The piRNA pathway response to retroviral invasion in wild koalas
Date:
Endogenous retroviruses (ERVs) are significant contributors to mammalian genomes, composing ~8% of the human genome. Although ERVs drive genome evolution, their activities are closely related to genomic instability and diseases. Most ERVs integrated into mammalian genomes millions of years ago, making it challenging to study the earliest stages of endogenization. Koala retrovirus subtype A (KoRV-A) is one of the youngest ERVs in mammalian genomes, with its first endogenization events occurring < 50,000 years ago. KoRV-A provides a unique opportunity to directly analyze the endogenization of an infectious retrovirus and the host response to genome invasion.
PIWI-interacting RNAs (piRNAs) are 23- to 32-nt small RNAs expressed in the germline. piRNAs have a conserved role in repressing established transposable elements, including ERVs.

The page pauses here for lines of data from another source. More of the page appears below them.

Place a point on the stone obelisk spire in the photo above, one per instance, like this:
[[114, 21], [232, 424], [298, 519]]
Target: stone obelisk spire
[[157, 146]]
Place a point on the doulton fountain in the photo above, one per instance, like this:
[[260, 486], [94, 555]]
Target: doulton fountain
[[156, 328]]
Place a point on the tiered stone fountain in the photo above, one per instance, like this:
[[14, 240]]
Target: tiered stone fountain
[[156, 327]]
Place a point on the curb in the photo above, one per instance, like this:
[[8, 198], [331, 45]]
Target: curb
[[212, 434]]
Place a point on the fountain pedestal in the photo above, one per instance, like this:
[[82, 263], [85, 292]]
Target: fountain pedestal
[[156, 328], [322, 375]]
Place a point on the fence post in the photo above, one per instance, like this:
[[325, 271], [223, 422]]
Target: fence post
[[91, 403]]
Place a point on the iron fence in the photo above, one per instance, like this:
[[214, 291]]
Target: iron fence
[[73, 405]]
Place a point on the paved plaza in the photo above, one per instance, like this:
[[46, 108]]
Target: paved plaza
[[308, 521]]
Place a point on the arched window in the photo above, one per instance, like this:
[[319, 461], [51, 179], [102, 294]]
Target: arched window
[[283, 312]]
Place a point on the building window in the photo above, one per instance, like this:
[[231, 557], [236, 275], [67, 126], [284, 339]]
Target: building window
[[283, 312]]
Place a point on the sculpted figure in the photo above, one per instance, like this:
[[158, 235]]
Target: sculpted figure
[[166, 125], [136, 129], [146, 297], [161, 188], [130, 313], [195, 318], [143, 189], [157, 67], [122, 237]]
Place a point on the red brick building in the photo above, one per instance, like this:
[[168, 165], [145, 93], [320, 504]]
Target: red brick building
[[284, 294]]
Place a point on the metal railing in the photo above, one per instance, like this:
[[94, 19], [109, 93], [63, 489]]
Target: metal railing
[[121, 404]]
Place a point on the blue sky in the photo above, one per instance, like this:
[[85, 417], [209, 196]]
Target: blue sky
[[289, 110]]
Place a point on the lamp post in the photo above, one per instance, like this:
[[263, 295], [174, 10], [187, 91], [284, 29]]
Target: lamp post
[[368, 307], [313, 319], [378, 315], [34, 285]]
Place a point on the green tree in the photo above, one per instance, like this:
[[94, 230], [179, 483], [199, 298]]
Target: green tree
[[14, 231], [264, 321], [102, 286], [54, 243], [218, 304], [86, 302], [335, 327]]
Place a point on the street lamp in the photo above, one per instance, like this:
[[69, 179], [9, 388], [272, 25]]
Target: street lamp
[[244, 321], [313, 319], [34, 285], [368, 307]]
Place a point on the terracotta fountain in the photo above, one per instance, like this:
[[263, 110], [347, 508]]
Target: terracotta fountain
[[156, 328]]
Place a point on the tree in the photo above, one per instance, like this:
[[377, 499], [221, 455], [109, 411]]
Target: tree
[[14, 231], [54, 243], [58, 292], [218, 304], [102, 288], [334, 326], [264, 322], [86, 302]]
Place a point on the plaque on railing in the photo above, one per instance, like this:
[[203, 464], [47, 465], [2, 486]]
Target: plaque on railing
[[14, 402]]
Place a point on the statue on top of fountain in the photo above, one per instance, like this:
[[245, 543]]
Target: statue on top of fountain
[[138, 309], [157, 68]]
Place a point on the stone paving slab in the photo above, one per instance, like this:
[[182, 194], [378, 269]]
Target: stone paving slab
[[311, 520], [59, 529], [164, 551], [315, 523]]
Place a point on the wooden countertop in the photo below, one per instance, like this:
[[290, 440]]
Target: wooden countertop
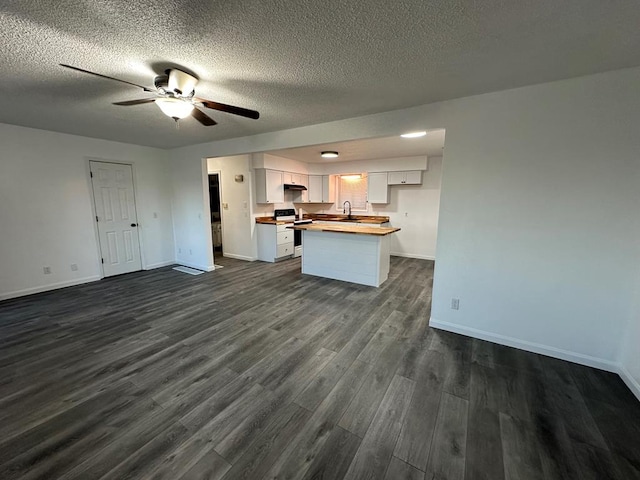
[[270, 221], [355, 229], [370, 219]]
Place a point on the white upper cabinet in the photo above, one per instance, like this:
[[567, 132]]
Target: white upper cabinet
[[377, 187], [321, 189], [269, 187], [410, 177], [295, 178], [315, 188], [328, 188]]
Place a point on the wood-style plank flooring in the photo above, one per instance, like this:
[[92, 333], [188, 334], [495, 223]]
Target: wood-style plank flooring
[[257, 372]]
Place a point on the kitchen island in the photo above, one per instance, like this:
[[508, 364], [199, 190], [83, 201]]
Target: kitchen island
[[353, 253]]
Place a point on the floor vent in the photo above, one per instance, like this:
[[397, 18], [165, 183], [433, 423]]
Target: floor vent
[[190, 271]]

Antisense piRNAs transcriptionally silence target elements by binding nascent transcripts and directing repressive DNA and chromatin modifications, while post-transcriptionally silencing targets through sequence-specific transcript cleavage. Sense piRNAs cleave complementary transcripts, generating precursors for antisense piRNAs and driving processing through ping-pong amplification and phased biogenesis. However, the initial response of the germline to retroviral invasion is not well understood.

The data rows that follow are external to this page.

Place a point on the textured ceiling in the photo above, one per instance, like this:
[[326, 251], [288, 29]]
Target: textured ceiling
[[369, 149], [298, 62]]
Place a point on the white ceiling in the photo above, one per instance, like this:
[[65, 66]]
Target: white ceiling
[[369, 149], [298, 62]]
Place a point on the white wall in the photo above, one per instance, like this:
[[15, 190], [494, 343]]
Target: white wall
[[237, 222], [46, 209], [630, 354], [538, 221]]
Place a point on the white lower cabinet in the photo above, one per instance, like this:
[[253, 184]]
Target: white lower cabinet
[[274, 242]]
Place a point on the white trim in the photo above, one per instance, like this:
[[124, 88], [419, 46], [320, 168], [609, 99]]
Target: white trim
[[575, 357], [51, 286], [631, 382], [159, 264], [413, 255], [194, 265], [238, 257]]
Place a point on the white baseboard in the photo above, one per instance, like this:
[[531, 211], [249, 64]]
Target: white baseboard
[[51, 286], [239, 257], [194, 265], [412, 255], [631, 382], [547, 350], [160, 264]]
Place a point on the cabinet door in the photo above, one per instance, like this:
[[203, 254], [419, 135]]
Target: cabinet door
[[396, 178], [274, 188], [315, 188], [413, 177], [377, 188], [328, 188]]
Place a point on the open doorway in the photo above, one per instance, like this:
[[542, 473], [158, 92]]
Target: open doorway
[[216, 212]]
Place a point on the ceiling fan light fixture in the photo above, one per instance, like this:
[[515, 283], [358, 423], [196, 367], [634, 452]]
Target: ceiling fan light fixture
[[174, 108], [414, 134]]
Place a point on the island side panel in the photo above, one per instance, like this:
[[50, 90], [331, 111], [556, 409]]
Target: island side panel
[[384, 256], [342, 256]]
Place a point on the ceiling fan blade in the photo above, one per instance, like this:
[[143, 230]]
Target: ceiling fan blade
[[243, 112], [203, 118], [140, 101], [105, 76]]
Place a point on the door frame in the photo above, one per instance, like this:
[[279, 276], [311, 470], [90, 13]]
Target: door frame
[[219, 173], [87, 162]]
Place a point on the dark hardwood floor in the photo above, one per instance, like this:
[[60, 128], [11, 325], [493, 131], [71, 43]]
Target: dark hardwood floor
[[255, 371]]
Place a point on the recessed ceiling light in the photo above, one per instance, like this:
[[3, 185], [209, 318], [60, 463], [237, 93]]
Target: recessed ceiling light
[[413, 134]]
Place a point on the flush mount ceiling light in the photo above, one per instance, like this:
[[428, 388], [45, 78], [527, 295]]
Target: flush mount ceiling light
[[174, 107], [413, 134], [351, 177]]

We investigated the genome, transcriptome, DNA methylome, and piRNA profiles of eight wild koalas from two populations surrounding the Brisbane River. We found that in koalas south of the Brisbane River, KoRV-A is expressed in the testis, but its unspliced transcripts are processed into sense strand-biased piRNAs, resulting in pattern-specific post-transcriptional silencing. In striking contrast, KoRV-A expression is 10–fold lower in koalas north of the Brisbane River, sense and antisense piRNAs are of roughly equal abundance, and KoRV-A promoter DNA is methylated, consistent with sequence-specific transcriptional silencing. Our further analysis linked the reduction of KoRV-A expression to an antisense provirus in the 3´ UTR of the MAP4K4 gene, where antisense piRNAs are produced. Analysis of hundreds of additional koala genomes suggested that the MAP4K4 KoRV-A provirus is sweeping through the northern population and possibly under positive selection.

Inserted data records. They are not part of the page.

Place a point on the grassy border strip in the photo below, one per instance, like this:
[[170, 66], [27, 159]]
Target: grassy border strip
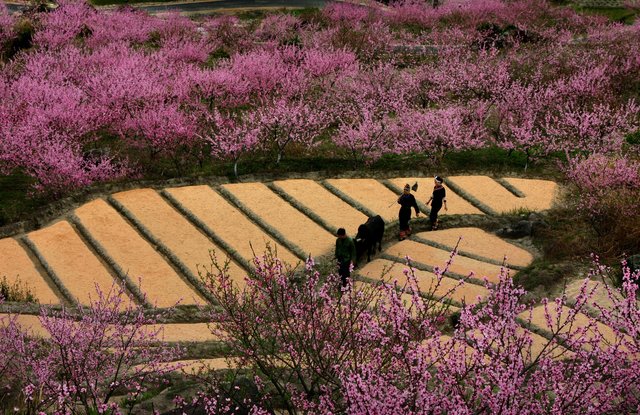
[[429, 268], [299, 206], [64, 292], [463, 252], [161, 247], [511, 188], [446, 301], [102, 253], [472, 200], [271, 231], [197, 222], [348, 199]]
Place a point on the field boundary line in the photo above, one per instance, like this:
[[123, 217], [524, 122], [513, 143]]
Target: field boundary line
[[102, 253], [347, 199], [464, 253], [65, 294], [472, 200], [429, 268], [203, 227], [268, 229], [161, 247], [300, 207], [511, 188], [449, 302]]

Our results indicate a two-phase genome immune response to retroviral invasion mediated by the piRNA pathway. Initially, unspliced retroviral transcripts are recognized as molecular patterns and processed into sense piRNAs, providing an immediate but inefficient barrier to retroviral activity. As the retrovirus spreads, its sequence is captured within the 3´ UTRs of host genes, generating antisense piRNAs, methylating retroviral promoters, and establishing efficient transcriptional silencing.